FInding out referring page (php)
Question by pg.
At my work I often need to figure out where our traffic comes from. We buy google ads and that traffic gets identified by a query string in the url. (mywebsite.com/?x=”google_ad_group_4″).
On every page I include some sessions stuff that sets $_SESSION[‘x’] to $_GET[‘x’] if $_GET[‘x’] is there. If there is no $_GET[‘x’] I go through some other options to see where they came from and set that in $_SESSION[‘x’]:
$refurl = parse_url($_SERVER['HTTP_REFERER']);
$query = $refurl['query'];
parse_str($query, $result);
if (isset($result['q'])&& strstr($_SERVER['HTTP_REFERER'],'google')) {
$_SESSION['x'] = 'G-'.str_replace('\"',"X",$result['q']);
}elseif (isset($result['p'])&& strstr($_SERVER['HTTP_REFERER'],'yahoo')) {
$_SESSION['x'] = 'Y-'.$result['p'];
//took out bing, aol, ask etc in the name of brevity
}else{
if ($refurl['host']){
$_SESSION['x'] = $_SESSION['x'].'_ref-'.$refurl['host'];
}
}
This way I can append the search query that brought the user to the site and what search engine they used.
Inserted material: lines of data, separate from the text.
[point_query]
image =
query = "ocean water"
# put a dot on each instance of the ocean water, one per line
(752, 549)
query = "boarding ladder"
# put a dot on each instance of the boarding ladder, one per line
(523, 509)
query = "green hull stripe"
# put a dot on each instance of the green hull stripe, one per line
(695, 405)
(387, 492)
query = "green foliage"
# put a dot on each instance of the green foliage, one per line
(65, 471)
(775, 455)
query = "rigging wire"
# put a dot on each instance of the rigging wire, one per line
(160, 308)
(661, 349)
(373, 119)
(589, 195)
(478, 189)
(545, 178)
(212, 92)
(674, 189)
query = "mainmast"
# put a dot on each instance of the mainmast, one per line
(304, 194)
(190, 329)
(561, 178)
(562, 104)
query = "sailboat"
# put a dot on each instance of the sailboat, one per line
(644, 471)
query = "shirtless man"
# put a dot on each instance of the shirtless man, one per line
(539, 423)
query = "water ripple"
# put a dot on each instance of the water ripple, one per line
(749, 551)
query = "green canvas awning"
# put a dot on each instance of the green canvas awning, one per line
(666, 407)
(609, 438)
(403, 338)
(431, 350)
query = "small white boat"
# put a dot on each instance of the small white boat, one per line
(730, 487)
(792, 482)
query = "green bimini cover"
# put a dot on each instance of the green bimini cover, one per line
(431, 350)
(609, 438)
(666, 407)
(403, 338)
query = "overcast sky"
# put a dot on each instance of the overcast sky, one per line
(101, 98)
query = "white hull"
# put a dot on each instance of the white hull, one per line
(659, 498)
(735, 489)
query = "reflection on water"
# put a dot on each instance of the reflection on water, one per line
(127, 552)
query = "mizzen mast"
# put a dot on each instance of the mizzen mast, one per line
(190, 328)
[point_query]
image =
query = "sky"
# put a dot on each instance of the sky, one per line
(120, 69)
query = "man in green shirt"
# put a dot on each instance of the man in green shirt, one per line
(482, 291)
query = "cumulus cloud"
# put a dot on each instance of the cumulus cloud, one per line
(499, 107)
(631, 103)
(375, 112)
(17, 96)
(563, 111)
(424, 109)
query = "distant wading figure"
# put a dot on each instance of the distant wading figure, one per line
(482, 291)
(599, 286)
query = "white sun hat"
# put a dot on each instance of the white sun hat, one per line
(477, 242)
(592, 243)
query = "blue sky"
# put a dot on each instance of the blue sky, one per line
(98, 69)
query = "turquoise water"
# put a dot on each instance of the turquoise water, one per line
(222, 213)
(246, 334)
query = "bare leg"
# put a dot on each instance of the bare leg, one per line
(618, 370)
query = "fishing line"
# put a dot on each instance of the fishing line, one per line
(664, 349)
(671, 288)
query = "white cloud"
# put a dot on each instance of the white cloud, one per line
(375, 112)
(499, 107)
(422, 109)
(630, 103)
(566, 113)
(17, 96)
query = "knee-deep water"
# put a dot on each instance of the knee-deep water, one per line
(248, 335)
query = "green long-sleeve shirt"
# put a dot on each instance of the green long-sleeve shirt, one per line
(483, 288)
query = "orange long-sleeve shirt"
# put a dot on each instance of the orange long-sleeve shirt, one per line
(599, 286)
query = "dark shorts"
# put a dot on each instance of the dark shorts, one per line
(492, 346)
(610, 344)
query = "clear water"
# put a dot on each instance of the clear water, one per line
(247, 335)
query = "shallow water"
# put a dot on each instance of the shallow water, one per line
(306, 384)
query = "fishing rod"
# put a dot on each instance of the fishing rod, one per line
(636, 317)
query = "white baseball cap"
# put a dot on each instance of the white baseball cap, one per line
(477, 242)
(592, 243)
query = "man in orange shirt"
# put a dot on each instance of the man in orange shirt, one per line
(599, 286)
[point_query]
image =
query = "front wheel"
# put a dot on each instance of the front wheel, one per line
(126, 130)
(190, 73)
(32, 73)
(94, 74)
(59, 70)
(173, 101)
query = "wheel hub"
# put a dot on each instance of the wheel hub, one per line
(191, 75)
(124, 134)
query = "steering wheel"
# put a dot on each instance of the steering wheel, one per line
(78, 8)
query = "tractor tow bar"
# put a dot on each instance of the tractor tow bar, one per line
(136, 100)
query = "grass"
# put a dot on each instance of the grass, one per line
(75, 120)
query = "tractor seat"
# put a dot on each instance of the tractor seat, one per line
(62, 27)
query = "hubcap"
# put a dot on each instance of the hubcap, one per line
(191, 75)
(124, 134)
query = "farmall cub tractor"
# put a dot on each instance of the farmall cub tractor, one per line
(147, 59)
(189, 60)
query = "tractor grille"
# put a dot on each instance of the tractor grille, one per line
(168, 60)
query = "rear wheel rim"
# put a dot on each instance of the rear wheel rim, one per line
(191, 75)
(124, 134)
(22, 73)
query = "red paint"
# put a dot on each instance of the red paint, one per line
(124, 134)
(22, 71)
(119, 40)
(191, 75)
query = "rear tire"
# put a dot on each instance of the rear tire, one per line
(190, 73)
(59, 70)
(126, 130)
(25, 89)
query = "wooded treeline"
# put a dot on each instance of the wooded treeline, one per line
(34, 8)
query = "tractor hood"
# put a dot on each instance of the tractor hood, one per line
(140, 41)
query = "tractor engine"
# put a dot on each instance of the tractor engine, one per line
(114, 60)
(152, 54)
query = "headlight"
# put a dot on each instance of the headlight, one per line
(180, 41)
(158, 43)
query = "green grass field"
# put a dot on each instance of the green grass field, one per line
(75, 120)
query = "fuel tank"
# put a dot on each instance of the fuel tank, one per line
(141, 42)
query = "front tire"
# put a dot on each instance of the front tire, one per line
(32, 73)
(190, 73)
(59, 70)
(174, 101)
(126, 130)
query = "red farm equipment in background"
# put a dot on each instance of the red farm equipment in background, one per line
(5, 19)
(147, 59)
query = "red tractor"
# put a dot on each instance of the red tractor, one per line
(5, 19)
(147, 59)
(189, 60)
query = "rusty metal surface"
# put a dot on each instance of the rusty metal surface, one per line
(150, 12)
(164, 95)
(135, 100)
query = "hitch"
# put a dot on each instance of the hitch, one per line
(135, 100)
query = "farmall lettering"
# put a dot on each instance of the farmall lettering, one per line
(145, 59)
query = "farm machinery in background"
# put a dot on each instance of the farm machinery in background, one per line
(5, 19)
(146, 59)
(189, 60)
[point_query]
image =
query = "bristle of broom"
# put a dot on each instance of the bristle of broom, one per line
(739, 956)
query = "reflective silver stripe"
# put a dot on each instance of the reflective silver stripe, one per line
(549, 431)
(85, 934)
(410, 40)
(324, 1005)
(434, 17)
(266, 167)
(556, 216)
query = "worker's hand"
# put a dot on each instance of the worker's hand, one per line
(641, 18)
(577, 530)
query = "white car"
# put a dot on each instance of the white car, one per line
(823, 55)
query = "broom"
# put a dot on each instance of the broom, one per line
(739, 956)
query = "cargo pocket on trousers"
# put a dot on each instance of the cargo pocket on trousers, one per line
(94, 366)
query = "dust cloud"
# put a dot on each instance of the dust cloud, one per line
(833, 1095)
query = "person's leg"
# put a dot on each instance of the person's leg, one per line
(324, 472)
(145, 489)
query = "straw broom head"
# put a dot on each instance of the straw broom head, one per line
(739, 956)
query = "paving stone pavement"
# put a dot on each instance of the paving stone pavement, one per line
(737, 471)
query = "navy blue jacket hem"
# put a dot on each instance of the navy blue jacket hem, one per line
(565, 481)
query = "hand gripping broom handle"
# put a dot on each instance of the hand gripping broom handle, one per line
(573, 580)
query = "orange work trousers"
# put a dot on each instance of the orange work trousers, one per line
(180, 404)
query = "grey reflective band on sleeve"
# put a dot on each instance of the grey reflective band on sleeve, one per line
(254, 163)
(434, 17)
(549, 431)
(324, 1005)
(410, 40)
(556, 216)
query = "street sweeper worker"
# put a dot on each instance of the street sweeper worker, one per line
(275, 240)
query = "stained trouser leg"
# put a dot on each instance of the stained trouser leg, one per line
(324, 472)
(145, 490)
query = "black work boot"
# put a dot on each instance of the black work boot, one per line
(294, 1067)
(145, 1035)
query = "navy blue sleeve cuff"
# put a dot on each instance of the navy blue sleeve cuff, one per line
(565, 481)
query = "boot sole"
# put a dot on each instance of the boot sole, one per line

I log the incoming $_SESSION[‘x’]’s.
Many users are coming in with $_SESSION[‘x’]’s of “_ref-mywebsite.com” which doesn’t make sense, if they were coming from my own domain, they’d have already had a $_SESSION[‘x’] set on whatever page they’d been on. Is this because they have their browser’s security turned up high or something?
Am I missing something obvious? Is there a smarter way to do this?
Answer by Starx
You can get the referrer like this
echo $_SERVER['HTTP_REFERER'];
But as mentioned in comment, it can easily be manipulated.